Digium, a company run by Asterisk inventor Mark Spencer, this week launched its AsteriskNOW software appliance, which bundles the open source Asterisk PBX software, necessary operating system components, and a setup wizard into a package for SMB customers. Meanwhile, Fonality, which markets what it bills as an easy-to-use Asterisk offering, launched a new version of its Trixbox system.
AsteriskNOW from Digium is a streamlined Linux distribution bundled with Version 1.4 of the Asterisk software application. The package installs in around 30 minutes on a standard Intel-based server or PC, the company says. A graphical user installation program makes the setup easier than previous setups, which required a preconfigured server running Linux, Mac OS X, OpenBSD, FreeBSD or Sun Solaris.
Fonality says installation of its Trixbox 2.0 is even faster than the Digium offering — around 15 minutes. Like AsteriskNOW, Trixbox 2.0 bundles a slimmed-down Linux distribution with Asterisk. But the Fonality product also includes options to install other open source applications during its graphical setup routing: MySQL, phpMyAdmin (an open source network-management tool) and the free software package SugarCRM.

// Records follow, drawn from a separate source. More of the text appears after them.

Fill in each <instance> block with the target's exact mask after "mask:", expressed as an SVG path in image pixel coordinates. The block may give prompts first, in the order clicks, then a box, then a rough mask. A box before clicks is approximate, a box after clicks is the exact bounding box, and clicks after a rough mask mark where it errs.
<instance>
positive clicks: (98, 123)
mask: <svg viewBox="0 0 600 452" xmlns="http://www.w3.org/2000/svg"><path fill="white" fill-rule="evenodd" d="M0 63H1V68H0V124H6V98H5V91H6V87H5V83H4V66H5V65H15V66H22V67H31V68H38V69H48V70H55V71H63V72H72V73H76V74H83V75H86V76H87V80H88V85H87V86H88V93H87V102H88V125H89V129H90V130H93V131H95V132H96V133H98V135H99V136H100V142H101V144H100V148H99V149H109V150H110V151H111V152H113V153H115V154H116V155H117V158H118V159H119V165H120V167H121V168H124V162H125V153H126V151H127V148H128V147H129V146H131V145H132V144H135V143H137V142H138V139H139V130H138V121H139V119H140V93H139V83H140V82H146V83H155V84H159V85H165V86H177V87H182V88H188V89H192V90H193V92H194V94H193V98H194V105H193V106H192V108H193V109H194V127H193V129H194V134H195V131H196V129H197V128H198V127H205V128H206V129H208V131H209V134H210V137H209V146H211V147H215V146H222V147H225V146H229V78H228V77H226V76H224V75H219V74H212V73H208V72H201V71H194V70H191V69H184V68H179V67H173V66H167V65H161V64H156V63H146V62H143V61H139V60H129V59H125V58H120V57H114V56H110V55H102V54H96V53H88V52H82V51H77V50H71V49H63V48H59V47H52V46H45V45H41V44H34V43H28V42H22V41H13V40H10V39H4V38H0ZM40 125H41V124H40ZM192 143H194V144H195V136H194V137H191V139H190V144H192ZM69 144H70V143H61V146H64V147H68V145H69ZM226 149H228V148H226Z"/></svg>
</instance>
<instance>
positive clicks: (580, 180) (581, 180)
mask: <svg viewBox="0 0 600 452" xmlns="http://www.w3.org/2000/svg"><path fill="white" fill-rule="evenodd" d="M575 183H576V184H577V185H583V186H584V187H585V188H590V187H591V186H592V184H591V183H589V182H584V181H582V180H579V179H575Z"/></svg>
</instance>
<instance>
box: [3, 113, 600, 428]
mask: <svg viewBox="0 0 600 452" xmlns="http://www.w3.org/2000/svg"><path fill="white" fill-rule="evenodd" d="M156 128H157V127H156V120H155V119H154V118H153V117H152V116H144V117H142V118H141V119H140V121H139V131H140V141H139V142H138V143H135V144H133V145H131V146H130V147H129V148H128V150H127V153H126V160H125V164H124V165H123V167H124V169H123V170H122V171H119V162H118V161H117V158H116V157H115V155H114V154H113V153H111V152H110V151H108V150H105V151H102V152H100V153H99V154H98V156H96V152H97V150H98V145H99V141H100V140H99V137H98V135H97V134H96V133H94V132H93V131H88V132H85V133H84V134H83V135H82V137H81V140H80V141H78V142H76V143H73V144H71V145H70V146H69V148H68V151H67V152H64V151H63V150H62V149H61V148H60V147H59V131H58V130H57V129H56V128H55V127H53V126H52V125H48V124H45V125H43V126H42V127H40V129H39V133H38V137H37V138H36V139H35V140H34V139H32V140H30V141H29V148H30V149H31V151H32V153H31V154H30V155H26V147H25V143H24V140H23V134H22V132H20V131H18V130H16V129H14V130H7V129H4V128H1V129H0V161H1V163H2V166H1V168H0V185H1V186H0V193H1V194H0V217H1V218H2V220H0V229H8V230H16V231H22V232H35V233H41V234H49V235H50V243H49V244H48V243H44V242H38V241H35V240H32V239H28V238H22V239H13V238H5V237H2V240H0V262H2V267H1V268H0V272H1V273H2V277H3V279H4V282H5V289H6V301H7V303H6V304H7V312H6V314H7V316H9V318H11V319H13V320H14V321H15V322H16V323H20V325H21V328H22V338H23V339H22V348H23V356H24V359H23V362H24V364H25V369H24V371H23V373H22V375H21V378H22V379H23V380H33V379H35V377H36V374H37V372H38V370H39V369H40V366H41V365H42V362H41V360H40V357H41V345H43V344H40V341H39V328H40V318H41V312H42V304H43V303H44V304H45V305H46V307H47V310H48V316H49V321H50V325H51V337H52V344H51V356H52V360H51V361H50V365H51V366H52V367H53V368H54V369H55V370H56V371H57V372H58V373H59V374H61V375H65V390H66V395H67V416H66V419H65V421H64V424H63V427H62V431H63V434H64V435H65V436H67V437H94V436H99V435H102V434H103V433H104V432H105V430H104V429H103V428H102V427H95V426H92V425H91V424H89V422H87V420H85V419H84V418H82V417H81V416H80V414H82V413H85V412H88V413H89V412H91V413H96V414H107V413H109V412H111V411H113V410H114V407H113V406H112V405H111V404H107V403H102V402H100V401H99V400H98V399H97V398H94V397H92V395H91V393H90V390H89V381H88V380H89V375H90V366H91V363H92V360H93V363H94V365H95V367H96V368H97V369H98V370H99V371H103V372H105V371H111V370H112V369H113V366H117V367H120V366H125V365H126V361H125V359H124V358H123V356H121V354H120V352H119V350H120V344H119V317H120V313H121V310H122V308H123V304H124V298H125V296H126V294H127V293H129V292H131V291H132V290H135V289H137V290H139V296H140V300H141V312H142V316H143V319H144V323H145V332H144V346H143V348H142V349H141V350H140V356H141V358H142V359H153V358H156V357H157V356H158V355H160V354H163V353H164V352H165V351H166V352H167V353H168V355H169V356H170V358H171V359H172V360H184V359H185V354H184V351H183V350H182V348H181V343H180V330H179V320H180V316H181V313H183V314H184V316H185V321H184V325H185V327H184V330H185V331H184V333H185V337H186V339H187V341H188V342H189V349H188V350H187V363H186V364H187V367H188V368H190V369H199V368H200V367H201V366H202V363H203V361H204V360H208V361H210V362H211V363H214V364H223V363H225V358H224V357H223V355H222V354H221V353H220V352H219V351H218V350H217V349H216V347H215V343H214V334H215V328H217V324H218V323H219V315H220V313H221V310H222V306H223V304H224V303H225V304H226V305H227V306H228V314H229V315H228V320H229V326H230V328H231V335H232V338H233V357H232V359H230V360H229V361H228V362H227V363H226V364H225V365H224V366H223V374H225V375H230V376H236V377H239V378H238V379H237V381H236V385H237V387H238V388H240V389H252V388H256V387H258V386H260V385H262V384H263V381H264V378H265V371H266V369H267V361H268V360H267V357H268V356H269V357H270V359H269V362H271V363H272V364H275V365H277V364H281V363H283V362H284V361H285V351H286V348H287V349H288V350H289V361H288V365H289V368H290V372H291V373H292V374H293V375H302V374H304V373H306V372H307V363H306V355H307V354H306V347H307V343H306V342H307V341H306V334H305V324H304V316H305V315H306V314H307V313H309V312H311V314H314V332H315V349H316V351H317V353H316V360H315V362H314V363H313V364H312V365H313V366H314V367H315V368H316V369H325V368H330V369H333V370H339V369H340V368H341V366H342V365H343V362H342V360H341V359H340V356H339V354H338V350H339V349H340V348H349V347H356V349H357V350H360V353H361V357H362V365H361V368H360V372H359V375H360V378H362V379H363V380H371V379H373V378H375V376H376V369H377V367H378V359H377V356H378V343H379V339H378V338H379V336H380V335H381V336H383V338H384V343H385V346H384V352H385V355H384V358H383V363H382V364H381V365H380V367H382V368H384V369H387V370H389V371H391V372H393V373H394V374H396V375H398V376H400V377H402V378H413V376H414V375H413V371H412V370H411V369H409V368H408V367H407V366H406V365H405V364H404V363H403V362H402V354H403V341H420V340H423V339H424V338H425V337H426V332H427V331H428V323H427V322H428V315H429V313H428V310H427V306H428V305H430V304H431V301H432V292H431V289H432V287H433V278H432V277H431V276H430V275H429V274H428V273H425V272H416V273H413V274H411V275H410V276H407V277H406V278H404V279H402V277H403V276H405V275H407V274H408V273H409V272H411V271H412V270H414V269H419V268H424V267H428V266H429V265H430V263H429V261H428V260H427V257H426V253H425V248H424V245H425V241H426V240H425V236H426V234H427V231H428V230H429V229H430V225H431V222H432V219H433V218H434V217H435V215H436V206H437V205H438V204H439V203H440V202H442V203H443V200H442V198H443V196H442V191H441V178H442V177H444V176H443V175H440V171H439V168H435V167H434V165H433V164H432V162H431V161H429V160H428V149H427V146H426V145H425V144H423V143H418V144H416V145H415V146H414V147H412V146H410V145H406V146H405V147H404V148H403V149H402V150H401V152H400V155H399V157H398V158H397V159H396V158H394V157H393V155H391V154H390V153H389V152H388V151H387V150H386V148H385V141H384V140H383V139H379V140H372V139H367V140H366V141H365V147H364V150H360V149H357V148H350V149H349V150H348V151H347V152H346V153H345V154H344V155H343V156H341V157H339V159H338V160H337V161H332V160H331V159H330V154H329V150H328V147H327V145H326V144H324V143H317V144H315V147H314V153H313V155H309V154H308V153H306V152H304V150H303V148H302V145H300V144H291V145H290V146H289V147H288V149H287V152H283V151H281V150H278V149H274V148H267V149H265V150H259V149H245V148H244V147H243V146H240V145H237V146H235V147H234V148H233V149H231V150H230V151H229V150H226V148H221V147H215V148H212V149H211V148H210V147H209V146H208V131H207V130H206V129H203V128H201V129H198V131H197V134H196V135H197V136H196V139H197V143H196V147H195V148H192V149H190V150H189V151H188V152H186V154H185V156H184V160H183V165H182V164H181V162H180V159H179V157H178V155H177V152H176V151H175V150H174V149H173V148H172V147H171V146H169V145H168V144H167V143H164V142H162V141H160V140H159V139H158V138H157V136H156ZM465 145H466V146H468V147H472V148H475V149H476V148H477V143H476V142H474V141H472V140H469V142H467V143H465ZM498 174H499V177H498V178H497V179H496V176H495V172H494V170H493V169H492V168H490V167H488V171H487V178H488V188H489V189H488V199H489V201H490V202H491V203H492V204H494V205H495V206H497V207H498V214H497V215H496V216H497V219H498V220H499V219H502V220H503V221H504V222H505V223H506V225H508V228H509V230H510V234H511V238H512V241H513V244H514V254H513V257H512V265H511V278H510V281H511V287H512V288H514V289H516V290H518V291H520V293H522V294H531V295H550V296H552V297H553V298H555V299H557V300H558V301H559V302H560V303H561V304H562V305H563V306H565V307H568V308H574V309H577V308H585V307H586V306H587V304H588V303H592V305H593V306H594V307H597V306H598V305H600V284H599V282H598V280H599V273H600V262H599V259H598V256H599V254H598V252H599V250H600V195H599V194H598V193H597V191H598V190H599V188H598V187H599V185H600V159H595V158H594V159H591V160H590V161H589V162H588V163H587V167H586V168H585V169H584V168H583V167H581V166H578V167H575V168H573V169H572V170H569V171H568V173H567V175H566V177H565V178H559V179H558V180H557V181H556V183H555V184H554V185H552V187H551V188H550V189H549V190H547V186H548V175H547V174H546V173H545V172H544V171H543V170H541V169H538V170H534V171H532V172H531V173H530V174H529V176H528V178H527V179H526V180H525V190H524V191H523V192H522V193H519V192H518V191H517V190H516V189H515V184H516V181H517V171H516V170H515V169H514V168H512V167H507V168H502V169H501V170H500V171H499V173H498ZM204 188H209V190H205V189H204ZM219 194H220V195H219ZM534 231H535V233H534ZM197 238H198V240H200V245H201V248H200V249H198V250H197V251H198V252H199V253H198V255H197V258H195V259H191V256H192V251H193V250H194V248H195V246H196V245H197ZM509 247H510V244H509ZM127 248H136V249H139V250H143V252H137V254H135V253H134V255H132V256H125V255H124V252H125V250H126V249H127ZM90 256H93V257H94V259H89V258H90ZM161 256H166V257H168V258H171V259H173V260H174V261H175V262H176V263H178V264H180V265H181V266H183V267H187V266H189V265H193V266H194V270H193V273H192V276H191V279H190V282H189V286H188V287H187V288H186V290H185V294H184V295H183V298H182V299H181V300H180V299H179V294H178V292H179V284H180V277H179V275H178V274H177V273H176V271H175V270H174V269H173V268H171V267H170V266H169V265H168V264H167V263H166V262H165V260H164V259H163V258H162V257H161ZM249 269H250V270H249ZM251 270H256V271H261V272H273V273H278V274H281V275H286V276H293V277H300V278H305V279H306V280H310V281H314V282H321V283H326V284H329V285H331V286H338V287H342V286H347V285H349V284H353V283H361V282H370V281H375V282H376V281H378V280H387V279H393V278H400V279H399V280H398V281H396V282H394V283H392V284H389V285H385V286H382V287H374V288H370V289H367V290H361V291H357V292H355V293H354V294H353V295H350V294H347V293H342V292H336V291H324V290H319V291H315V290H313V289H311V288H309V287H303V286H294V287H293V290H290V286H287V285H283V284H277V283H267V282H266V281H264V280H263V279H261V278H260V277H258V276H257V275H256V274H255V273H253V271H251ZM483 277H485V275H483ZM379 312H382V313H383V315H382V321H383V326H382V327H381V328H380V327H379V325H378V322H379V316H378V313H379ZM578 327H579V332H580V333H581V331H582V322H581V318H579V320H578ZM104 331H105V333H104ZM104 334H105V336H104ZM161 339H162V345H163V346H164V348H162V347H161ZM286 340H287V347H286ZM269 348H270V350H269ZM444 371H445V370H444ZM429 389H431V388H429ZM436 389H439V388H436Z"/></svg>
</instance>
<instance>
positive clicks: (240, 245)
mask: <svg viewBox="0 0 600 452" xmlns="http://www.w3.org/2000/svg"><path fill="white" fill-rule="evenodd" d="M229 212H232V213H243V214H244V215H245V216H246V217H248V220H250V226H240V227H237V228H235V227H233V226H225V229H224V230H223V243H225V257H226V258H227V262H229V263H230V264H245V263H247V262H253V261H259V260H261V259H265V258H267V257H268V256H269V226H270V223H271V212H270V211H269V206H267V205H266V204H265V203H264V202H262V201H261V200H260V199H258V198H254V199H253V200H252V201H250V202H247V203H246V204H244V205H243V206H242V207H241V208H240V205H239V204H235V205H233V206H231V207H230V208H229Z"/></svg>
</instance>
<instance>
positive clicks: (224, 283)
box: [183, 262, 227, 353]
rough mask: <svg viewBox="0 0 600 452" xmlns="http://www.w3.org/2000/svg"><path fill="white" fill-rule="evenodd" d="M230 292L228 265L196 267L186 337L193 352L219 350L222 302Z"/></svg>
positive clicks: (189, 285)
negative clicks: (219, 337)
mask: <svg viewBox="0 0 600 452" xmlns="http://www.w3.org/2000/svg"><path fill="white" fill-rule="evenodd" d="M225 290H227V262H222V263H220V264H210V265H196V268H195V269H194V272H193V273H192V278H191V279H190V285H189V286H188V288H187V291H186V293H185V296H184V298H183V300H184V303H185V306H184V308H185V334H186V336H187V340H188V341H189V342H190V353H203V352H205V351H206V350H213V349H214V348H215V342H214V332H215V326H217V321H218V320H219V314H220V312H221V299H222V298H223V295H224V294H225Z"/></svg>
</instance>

Although Asterisk is starting to pop up in large education and corporate installations, SMBs are a key target market.
F2 is a Portland, Ore.-based IT company which hosts Asterisk-based VoIP services and has installed Asterisk systems for roughly 150 SMB customers, most of which have about 50 or fewer employees.
"I think every business wants to have [advanced] telephony features" such as distributed workforce, call routing, follow-me or interactive voice response, says Jay Allen, vice president of marketing for F2. Deploying these features with Asterisk is less expensive than a proprietary VoIP system, key telephone system or PBX, Allen says, because the software is free, and the hardware used is commodity Intel server products.